Despite its contemporary setting, The Neon Demon struck me as a fairy tale from the moment we learn that Jesse’s parents — like Snow White’s and Cinderella’s — are dead. Refn (making his first female-centric film after the savagely masculine likes of Drive, Bronson, Valhalla Rising and Only God Forgives) offers other connections to folklore, from the magical twinkling that’s sprinkled like fairy dust in Cliff Martinez’s otherwise electro-pulse score to the casting of Fanning, who appeared in Maleficent as Sleeping Beauty herself.
Fanning conjures the same sort of fresh-faced innocence here, at least at the start. As Jesse is molded by photographers and designers — literally, in the case of a queasily suspenseful photography shoot where she is splattered with liquid gold — it’s not so much that her innocence fades, or that she’s defiled in any way. In fact, the stunning makeup (overseen by Erin Ayanian) and costume design (by Erin Benach) reveals how such artistic manipulation can, at its best, work in concert with “natural” beauty. What is ugly, however, is the blood-curdling way the movie depicts this all going to Jesse’s head.
This is a strobe-lit fairy tale about the gift/curse of beauty in a world overrun with narcissism.
The most striking example comes in what could be called the movie’s Narcissus sequence. Onstage at a fashion show, where the darkness is illuminated only by strips of blue and pink neon, Jesse soaks in the attention and begins to feel her power. Refn and cinematographer Natasha Braier then launch into a psychedelic fantasy, in which Jesse enters a triangle of neon and mirrors. Looking meaner and more confident than before (Fanning’s ability to shift gears is astonishing), Jesse gazes at herself in the mirror — her pond — and kisses her own reflection. Refn and Braier employ strobe lights and camera flashes throughout the film to purposefully disorient us, but this is The Neon Demon at its purest and most sensory. It captures the blinkered experience of obtaining adoration we were not made to receive.

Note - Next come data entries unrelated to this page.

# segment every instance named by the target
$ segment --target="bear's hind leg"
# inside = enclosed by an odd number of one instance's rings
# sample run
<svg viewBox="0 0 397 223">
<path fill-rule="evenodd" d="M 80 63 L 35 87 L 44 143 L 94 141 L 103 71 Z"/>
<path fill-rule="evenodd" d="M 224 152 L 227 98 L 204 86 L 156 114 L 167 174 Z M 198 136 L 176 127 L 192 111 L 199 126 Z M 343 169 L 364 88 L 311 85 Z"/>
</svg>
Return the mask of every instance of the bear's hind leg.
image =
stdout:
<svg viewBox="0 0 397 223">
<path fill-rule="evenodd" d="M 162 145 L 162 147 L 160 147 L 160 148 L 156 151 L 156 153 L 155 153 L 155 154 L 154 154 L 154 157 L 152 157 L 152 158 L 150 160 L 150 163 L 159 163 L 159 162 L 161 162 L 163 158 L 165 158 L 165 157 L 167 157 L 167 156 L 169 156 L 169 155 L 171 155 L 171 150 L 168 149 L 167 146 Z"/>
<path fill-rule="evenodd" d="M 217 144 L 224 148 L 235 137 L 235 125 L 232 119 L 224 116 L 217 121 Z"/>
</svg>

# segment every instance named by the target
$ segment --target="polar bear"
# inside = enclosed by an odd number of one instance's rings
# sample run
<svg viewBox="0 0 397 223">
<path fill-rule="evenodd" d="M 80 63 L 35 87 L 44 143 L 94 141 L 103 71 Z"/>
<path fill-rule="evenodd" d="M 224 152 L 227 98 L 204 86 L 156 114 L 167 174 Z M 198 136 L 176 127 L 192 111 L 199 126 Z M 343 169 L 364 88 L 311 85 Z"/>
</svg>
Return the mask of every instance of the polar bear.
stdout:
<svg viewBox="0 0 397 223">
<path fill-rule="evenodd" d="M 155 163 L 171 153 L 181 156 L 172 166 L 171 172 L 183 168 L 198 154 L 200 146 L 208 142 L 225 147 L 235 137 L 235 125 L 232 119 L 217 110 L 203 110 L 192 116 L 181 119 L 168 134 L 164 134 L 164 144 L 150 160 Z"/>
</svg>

Staring at Jesse during the fashion show is one of the two older models who circle her, suspiciously, for much of the film. Played by Bella Heathcote and Abbey Lee, they both have the severe sheen of a Michael Bay extra. Perched over Jesse in most scenes, they reminded me of praying mantises — all limbs and menace. At one point Sarah (played by Lee), admits her jealous desperation to Jesse and asks her what it’s like to command the attention of any room you enter. Jesse’s response? “It’s everything.”
As you can imagine, this doesn’t go over well. Soon the foreshadowing the movie has been doling out — a cougar that has snuck into Jesse’s dumpy hotel room, a horrific nightmare she has involving her landlord (Keanu Reeves) — explodes into the sort of outrageous gore for which Refn is mostly known. It might strike some as over-the-top, but for me it was in keeping with the gruesome, Brothers Grimm vibe the movie had been going for all along. After all, what’s a fairy tale without a full moon, witchcraft and some blood?